1.2 Compression Algorithm Categories

Image compression algorithms are based on coding, pixel intensity, and psycho-visual redundancy. They are broadly classified into lossless and lossy compression.

  • Lossless Compression Methods : Include run-length encoding and entropy encoding, allowing complete recovery of the original information after compression.
  • Lossy Compression Methods : Include transform encoding and fractal compression, which cause some information loss that prevents full reconstruction of the original image.

Image Compression

Common encoding methods include:

  • Entropy Encoding or Statistical Encoding : Assigns shorter codes to more probable symbols and longer codes to less probable ones, minimizing average code length.

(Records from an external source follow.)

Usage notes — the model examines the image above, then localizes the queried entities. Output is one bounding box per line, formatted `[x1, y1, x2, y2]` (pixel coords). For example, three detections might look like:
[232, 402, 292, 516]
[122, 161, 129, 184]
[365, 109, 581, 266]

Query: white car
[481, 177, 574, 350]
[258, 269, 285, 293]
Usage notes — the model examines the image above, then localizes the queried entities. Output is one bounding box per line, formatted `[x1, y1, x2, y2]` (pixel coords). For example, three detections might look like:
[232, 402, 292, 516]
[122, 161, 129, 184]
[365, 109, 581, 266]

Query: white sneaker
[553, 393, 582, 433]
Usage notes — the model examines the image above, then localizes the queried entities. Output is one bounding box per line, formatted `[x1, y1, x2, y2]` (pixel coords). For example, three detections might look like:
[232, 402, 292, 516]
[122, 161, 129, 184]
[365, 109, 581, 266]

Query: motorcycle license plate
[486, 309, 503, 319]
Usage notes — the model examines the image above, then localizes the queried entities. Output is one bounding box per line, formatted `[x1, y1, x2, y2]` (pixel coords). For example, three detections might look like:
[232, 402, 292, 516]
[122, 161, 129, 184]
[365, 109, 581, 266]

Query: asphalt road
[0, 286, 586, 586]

Main methods include Huffman, Shannon, and arithmetic encoding.
  • Predictive Encoding : Uses adjacent known pixels (or blocks) to predict current pixel (or block) values, then quantizes and encodes the prediction error. Includes PCM and DPCM.
  • Transform Encoding : Transforms spatial domain images to another orthogonal vector space, producing transform coefficients for encoding.
  • Hybrid Encoding : Combines entropy, transform, or predictive encoding methods, as in JPEG and MPEG standards.

2 Entropy Encoding Techniques

Entropy encoding is a lossless technique based on information theory, assigning shorter codes to more probable symbols and longer codes to less probable ones to minimize average code length. Main methods include Huffman, Shannon, and arithmetic encoding. Information entropy represents the optimal encoding length for a data set or sequence, with various entropy encoding algorithms approximating this theoretical value.

2.1 Huffman Encoding

Huffman encoding is a variable-length encoding method. It scans image data to calculate pixel probabilities, assigns unique code words based on these probabilities, and creates a Huffman table. The encoded image records pixel code words, with the code-word to pixel value mapping stored in the table.

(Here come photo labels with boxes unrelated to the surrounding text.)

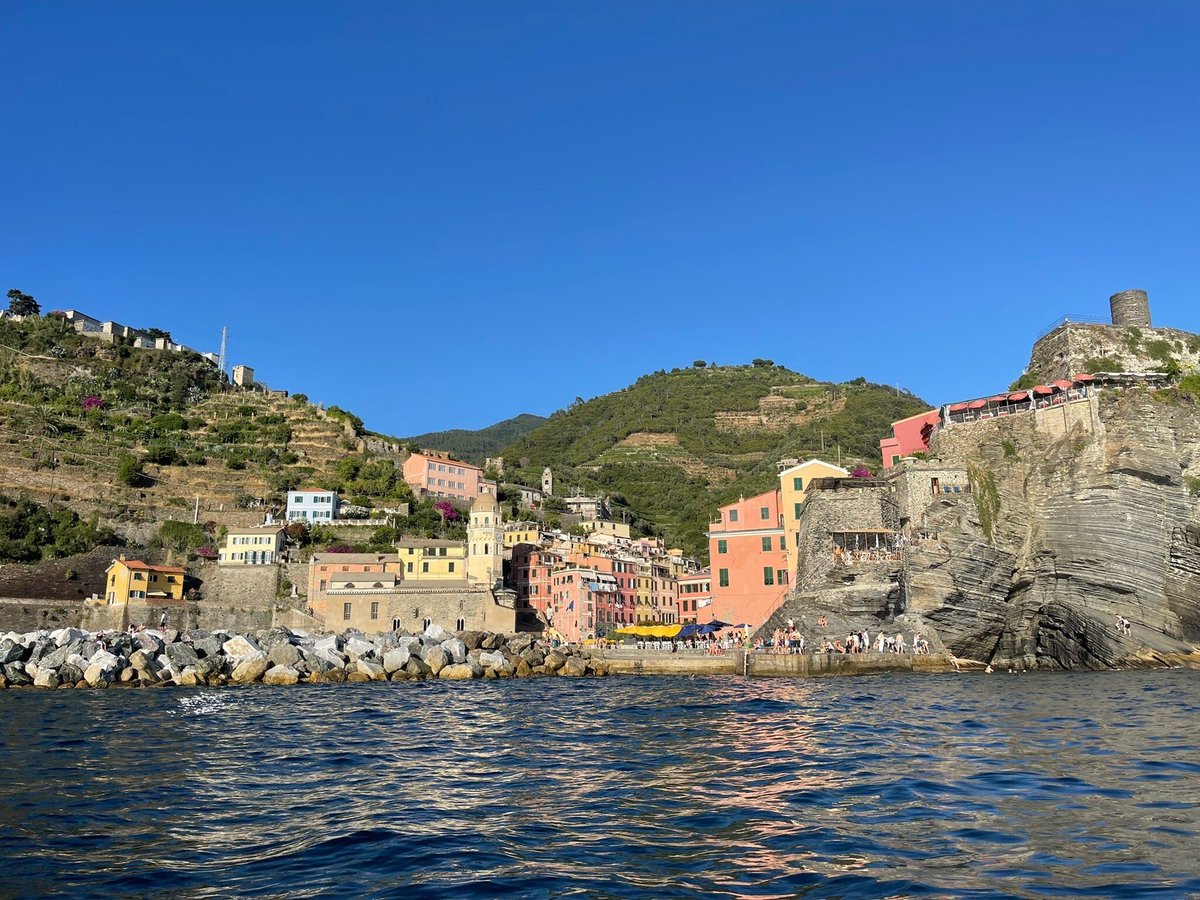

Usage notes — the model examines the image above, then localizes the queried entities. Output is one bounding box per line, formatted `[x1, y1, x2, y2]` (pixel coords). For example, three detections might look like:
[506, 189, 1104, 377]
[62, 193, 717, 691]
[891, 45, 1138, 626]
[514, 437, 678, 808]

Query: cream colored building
[467, 493, 504, 587]
[217, 524, 287, 565]
[779, 460, 850, 578]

Basic Steps of Huffman Encoding :

  1. Sort pixel values by probability and combine the two lowest-probability symbols.
  2. Encode the simplified pixels, starting from the lowest-probability symbol and proceeding to all elements.
python
import numpy as np
import queue

# Define the image to be encoded
image = np.array([[3, 1, 2, 4], [2, 4, 0, 2], [2, 2, 3, 3], [2, 4, 4, 2]])
# Calculate the probability of each element
hist = np.bincount(image.ravel(), minlength=5)
probabilities = hist / np.sum(hist)

# Find the smallest element in the data
def get_smallest(data):
    first = second = 1
    fid = sid = 0
    for idx, element in enumerate(data):
        if element < first:
            second = first
            sid = fid
            first = element
            fid = idx
        elif element < second and element != first:
            second = element
    return fid, first, sid, second

# Define the Huffman tree node
class Node:
    def __init__(self):
        self.prob = None
        self.code = None
        self.data = None
        self.left = None
        self.right = None

    def __lt__(self, other):
        if self.prob < other.prob:
            return 1
        else:
            return 0

    def __ge__(self, other):
        if self.prob > other.prob:
            return 1
        else:
            return 0

# Build the Huffman tree
def tree(probabilities):
    prq = queue.PriorityQueue()
    for color, probability in enumerate(probabilities):
        leaf = Node()
        leaf.data = color
        leaf.prob = probability
        prq.put(leaf)
    while prq.qsize() > 1:
        new_node = Node()
        l = prq.get()
        r = prq.get()
        new_node.left = l
        new_node.right = r
        new_prob = l.prob + r.prob
        new_node.prob = new_prob
        prq.put(new_node)
    return prq.get()

# Traverse the Huffman tree to derive codes
def huffman_traversal(root_node, tmp_array, f):
    if root_node.left is not None:
        tmp_array[huffman_traversal.count] = 1
        huffman_traversal.count += 1
        huffman_traversal(root_node.left, tmp_array, f)
        huffman_traversal.count -= 1
    if root_node.right is not None:
        tmp_array[huffman_traversal.count] = 0
        huffman_traversal.count += 1
        huffman_traversal(root_node.right, tmp_array, f)
        huffman_traversal.count -= 1
    else:
        huffman_traversal.output_bits[root_node.data] = huffman_traversal.count
        bit_stream = ''.join(str(cell) for cell in tmp_array[1:huffman_traversal.count])
        color = str(root_node.data)
        wr_str = color + '' + bit_stream + '\n'
        f.write(wr_str)
    return

root_node = tree(probabilities)
tmp_array = np.ones([4], dtype=int)
huffman_traversal.output_bits = np.empty(5, dtype=int)
huffman_traversal.count = 0
f = open('code.txt', 'w')
huffman_traversal(root_node, tmp_array, f)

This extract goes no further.